A Single Trump Post Sends Gold Prices Soaring! Expert Analysis on Buying and Selling Gold

“Without Trump, there would be no gold prices today!” Gold has shown impressive performance this year, but often spikes dramatically due to a single post by US President Trump on X. How should investors respond? Should those without gold buy ETFs? These questions arise continuously, warranting a thorough analysis of potential investment risks.
In an interview, Yang Tianli, manager of the precious metals department at Taiwan Bank, noted that gold prices have increased by about 30% this year, with intraday prices even surpassing $3,500 per ounce, marking the largest quarterly increase since Q3 1986. In just the first quarter of this year, gold prices reached new highs 18 times, which is astonishing. He emphasized that no one dares to bet against gold right now, especially as market sentiment has shifted from safe-haven properties to panic, influenced by Trump's recent statements.
In a global context dominated by multipolarity, gold has become a safe haven, with many countries raising gold reserves to diversify risks, as exemplified by Russia. Currently, gold accounts for 32% of Russia's foreign currency reserves, significantly higher than the global average of about 15%.

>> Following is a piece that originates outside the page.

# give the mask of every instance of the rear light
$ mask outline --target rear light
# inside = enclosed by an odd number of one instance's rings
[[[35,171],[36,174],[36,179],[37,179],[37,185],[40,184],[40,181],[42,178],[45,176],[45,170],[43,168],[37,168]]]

However, the current risk premium embedded in gold prices is alarmingly high, raising concerns among experts. Furthermore, the market's supply and demand dynamics indicate that, while physical demand continues to support gold prices, the potential for corrections in the future may be substantial. Even with Goldman Sachs raising their gold price targets, any small shift in the market could trigger significant reactions given the current level of divergence.
Yang Tianli suggests that investors looking to diversify risk should consider allocating gold, but those aiming for short-term trading should proceed cautiously, as market sentiments can fluctuate dramatically based on a single post from Trump.